Department of Veterinary Comparative Anatomy, Pharmacology and Physiology, Sleep and Performance Research Center, Washington State University, Spokane, WA 99210-1945, USA.
Sleep. 2011 Oct 1;34(10):1335-45. doi: 10.5665/SLEEP.1274.

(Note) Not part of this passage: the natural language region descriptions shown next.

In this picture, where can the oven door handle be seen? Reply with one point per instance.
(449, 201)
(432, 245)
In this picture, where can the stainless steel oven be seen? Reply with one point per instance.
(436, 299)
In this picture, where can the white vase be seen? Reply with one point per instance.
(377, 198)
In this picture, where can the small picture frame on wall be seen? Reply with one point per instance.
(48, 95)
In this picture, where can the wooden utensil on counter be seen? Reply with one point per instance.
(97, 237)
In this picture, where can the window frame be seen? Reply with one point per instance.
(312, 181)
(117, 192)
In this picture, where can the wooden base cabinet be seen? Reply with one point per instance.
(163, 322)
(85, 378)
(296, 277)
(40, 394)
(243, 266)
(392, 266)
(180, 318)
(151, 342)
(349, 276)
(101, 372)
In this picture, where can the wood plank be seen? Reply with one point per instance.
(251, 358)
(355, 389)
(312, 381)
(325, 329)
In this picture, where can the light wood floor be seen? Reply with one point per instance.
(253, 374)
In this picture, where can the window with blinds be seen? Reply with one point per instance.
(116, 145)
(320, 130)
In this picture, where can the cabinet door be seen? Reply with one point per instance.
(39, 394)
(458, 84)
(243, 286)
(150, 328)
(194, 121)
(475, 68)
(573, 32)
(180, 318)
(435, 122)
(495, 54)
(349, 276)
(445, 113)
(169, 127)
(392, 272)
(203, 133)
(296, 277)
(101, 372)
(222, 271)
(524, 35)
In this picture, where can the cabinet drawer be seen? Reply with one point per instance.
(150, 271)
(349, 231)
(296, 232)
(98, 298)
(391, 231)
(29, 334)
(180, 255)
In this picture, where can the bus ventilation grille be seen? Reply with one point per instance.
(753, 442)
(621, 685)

Sleep loss triggers changes in inflammatory signaling pathways in the brain and periphery. The mechanisms that underlie these changes are ill-defined. The Toll-like receptor 4 (TLR4) activates inflammatory signaling cascades in response to endogenous and pathogen-associated ligands known to be elevated in association with sleep loss. TLR4 is therefore a possible mediator of some of the inflammation-related effects of sleep loss. Here we describe the baseline electroencephalographic sleep phenotype and the biochemical and electroencephalographic responses to sleep loss in TLR4-deficient mice.

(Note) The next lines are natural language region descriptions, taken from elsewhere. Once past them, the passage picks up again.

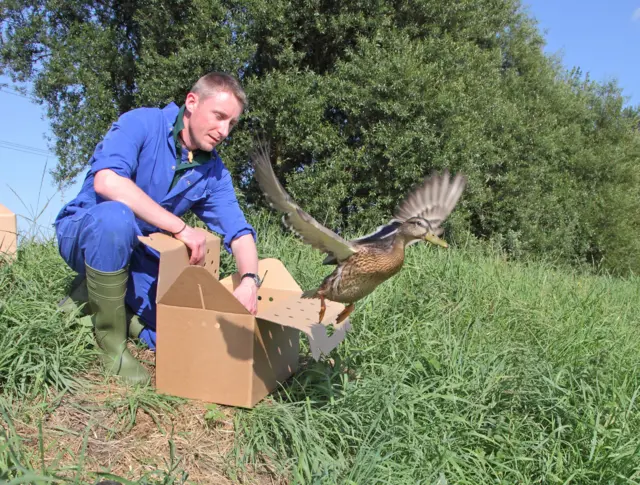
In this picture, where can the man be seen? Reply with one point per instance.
(152, 167)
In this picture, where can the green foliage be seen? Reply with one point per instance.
(464, 368)
(361, 99)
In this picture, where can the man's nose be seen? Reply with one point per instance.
(225, 128)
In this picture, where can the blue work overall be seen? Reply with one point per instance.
(104, 233)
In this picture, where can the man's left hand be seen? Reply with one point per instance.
(247, 294)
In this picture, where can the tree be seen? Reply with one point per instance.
(360, 100)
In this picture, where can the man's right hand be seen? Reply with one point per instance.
(196, 241)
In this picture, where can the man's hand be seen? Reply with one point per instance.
(196, 241)
(247, 294)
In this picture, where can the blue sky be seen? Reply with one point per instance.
(603, 38)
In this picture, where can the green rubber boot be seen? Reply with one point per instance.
(79, 296)
(106, 293)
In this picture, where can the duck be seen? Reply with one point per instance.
(364, 263)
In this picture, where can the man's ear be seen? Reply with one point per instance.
(191, 102)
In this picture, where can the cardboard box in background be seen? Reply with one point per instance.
(209, 347)
(8, 233)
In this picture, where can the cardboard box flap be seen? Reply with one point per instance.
(275, 275)
(299, 313)
(174, 257)
(195, 287)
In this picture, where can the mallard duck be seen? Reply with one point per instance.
(366, 262)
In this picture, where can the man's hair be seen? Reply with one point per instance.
(214, 82)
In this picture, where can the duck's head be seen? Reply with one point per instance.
(417, 228)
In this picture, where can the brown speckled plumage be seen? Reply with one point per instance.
(364, 263)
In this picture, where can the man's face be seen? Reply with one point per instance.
(211, 119)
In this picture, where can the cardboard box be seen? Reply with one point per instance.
(209, 347)
(8, 233)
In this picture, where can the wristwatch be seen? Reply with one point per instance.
(254, 277)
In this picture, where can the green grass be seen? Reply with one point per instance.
(465, 368)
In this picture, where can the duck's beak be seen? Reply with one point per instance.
(433, 239)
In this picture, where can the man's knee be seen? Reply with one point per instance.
(109, 236)
(114, 219)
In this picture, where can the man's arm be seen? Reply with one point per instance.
(112, 186)
(246, 255)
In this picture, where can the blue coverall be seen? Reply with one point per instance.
(103, 233)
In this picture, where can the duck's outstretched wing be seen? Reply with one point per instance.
(296, 219)
(433, 200)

DESIGN, MEASUREMENTS AND RESULTS: TLR4-deficient mice and wild type controls were subjected to electroencephalographic and electromyographic recordings during spontaneous sleep/wake cycles and during and after sleep restriction sessions of 3, 6, and 24-h duration, during which sleep was disrupted by an automated sleep restriction system. Relative to wild type control mice, TLR4-deficient mice exhibited an increase in the duration of the primary daily waking bout occurring at dark onset in a light/dark cycle. The amount of time spent in non-rapid eye movement sleep by TLR4-deficient mice was reduced in proportion to increased wakefulness in the hours immediately after dark onset. Subsequent to sleep restriction, EEG measures of increased sleep drive were attenuated in TLR4-deficient mice relative to wild-type mice. TLR4 was enriched 10-fold in brain cells positive for the cell surface marker CD11b (cells of the monocyte lineage) relative to CD11b-negative cells in wild type mouse brains. To assess whether this population was affected selectively by TLR4 knockout, flow cytometry was used to count F4/80- and CD45-positive cells in the brains of sleep deprived and time of day control mice. While wild-type mice exhibited a significant reduction in the number of CD11b-positive cells in the brain after 24-h sleep restriction, TLR4-deficient mice did not.
These data demonstrate that innate immune signaling pathways active in the monocyte lineage, including presumably microglia, detect and mediate in part the cerebral reaction to sleep loss.
睡眠缺失会引发大脑和外周炎症信号通路的改变。这些变化的机制尚不清楚。Toll 样受体 4(TLR4)可识别内源性和病原体相关配体,并激活炎症信号级联反应,这些配体与睡眠缺失有关,其水平会升高。因此,TLR4 可能是睡眠缺失引起的一些炎症相关效应的介导者。本文描述了 TLR4 缺陷型小鼠的基础脑电图睡眠表型,以及它们在睡眠缺失时的生化和脑电图反应。
设计、测量和结果:TLR4 缺陷型小鼠和野生型对照小鼠在自发睡眠/觉醒周期以及在 3、6 和 24 小时持续时间的睡眠限制期间进行脑电图和肌电图记录,在睡眠限制期间,通过自动睡眠限制系统破坏睡眠。与野生型对照小鼠相比,TLR4 缺陷型小鼠在明暗周期中黑暗开始时主要的每日清醒期持续时间增加。TLR4 缺陷型小鼠的非快速眼动睡眠时间随着黑暗开始后立即增加的觉醒时间成比例减少。睡眠限制后,与野生型小鼠相比,TLR4 缺陷型小鼠的脑电图测量结果表明睡眠驱动力增加。TLR4 在大脑细胞中高度富集,其细胞表面标志物 CD11b(单核细胞谱系的细胞)的丰度是 CD11b 阴性细胞的 10 倍。为了评估该细胞群是否被 TLR4 敲除选择性影响,采用流式细胞术计数睡眠剥夺和时间控制小鼠大脑中 F4/80 和 CD45 阳性细胞的数量。尽管野生型小鼠在 24 小时睡眠限制后大脑中 CD11b 阳性细胞的数量显著减少,但 TLR4 缺陷型小鼠没有。
这些数据表明,单核细胞谱系中活跃的先天免疫信号通路,包括推测的小胶质细胞,部分检测并介导了大脑对睡眠缺失的反应。